This voyage has multiple segments, with different goals for each one, and even different crews. I’ll list them out, and then talk about them each in a bit more detail further down. I also plan on posting a blog on how it went at the end of each segment.
Sausalito to San Diego October 24th to November 1st
Baja Haha: San Diego to Cabo San Lucas November 4th to 16th
Cabo San Lucas to La Paz November 19th to 23rd
La Paz to Cabo San Lucas November 24th to December 4th
Cabo San Lucas to Los Angeles December 7th to 16th
Los Angeles to Sausalito December 18th to 23rd
I’m the Captain for the entire trip south, and while we’re down in the Gulf of California (Sea of Cortez), then when we head back to LA, another Captain takes over, and I am still on the boat as crew for the first leg of the trip north.
The biggest hurdle for this trip has been getting the boat ready. Aside from the normal systems work and upgrades you would expect for a trip of this kind, we also had some major repairs to do. The boat had a flooding casualty while it was being re-powered, and filled the interior of the boat about knee deep. Every electrical system that was not designed to be submerged that was below that level has had to be repaired or replaced. From water pumps to the auto pilot, and the bottom of the main switch panel. While it has made the prep for this trip a very involved process, and made for a very challenging timeline, it has had its upside. Since I am doing the majority of the repair work, it has given me a much deeper understanding of the systems of the boat. If I have time, I’ll do a write up on the prep before we go.

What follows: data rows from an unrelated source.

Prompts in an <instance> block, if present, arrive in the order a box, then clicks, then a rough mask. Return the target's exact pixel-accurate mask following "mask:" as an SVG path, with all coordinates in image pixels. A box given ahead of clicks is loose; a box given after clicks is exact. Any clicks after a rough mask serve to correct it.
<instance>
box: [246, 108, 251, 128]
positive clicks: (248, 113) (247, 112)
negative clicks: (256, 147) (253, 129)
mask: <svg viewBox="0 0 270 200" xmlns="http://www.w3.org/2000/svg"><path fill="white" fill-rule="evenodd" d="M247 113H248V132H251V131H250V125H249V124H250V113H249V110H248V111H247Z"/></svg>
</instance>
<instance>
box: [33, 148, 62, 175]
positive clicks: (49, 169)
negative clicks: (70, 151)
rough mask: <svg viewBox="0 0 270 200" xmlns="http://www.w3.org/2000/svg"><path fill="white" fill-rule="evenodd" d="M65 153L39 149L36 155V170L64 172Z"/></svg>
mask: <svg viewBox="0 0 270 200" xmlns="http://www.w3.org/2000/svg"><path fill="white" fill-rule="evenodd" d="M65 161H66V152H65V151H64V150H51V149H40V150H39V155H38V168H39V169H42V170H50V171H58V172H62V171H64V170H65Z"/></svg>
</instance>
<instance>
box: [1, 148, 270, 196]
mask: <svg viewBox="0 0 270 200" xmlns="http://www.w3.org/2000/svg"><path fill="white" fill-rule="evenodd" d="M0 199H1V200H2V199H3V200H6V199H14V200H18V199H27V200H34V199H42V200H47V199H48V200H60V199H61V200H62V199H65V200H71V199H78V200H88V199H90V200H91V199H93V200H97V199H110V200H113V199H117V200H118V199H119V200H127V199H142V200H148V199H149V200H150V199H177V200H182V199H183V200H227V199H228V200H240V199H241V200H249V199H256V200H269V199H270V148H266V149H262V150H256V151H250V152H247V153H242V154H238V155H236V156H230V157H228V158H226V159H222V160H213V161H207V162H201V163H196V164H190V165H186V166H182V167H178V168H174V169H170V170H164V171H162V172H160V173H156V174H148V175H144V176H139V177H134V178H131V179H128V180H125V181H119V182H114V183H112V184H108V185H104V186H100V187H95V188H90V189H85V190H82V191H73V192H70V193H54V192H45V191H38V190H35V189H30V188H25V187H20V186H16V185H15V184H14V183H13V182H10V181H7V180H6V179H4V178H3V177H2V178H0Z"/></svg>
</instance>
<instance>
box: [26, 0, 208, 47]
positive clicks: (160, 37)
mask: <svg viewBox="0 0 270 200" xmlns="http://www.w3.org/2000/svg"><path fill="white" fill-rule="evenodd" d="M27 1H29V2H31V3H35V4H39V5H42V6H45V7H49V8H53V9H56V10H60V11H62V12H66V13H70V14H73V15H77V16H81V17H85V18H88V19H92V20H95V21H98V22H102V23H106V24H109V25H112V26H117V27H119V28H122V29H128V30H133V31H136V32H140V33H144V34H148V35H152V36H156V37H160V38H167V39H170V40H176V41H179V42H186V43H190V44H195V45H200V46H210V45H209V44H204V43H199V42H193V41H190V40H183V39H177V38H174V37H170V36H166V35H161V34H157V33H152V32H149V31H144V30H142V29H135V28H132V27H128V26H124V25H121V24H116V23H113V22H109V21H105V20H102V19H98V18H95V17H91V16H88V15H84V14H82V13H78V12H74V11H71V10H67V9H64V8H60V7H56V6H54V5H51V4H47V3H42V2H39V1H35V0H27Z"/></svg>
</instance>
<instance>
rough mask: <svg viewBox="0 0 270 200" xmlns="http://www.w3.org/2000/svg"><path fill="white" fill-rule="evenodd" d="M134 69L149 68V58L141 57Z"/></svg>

Sausalito to San Diego: While this leg is to get the boat to San Diego to sail in the Baja Haha, it’s also serving a larger purpose. We are using it as part of the qualifications for myself and another instructor to get our Offshore Passagemaking instructor certification from ASA. To meet that requirement, we are sailing offshore and out of sight of land for most of the trip, and using Celestial Navigation and Dead Reckoning, and only using GPS to check our work. We also have to do a number of drills while we’re sailing, the major ones being simulated dismasting and jury rigging, and simulated rudder loss and steering by sail trim alone. We will probably make one stop on the way down, at Santa Catalina Island, so we can also working out the timing and details for running this as a class with students next year.
Baja Haha: This is the annual cruisers rally from San Diego to Cabo San Lucas, with stops in Turtle Bay and Bahia Santa Maria on the way south. Right now there are over 150 boats registered for the event.
Cabo San Lucas to La Paz: After we’re done at the end party for the Baja Haha, we take a few days to get the boat up to La Paz, and check out a couple things on the way in preparation for the trip back down.
La Paz to Cabo San Lucas: This is the only portion of the trip with paying customers. The trip is 11 days total, with a day in port on each end. We will visit the islands north of La Paz, and then work our way down the west coast of the Baja Peninsula back to La Paz. More info can be found on the Modern Sailing website at https://www.modernsailing.com/article/sea-cortez
Cabo San Lucas to Los Angeles: Los Angeles in this is being used as a general reference. This is another part of the trip that will be used for Offshore Passagemaking instructor certification. The goal is to have the journey be over 1000 nautical miles, and once again be all celestial navigation and dead reckoning. That puts us making landfall in either Santa Catalina or Long Beach. At the end of this leg, I get off the boat, and hop on a bus or train and come back home.
Los Angeles to Sausalito: This leg will probably be run close to the coast and run with standard modern navigation, and quite possibly port hopping the way up. At this point, this leg is also a bit short handed, soI’m guessing everyone will be pretty tired at this point, and just wanting to be home.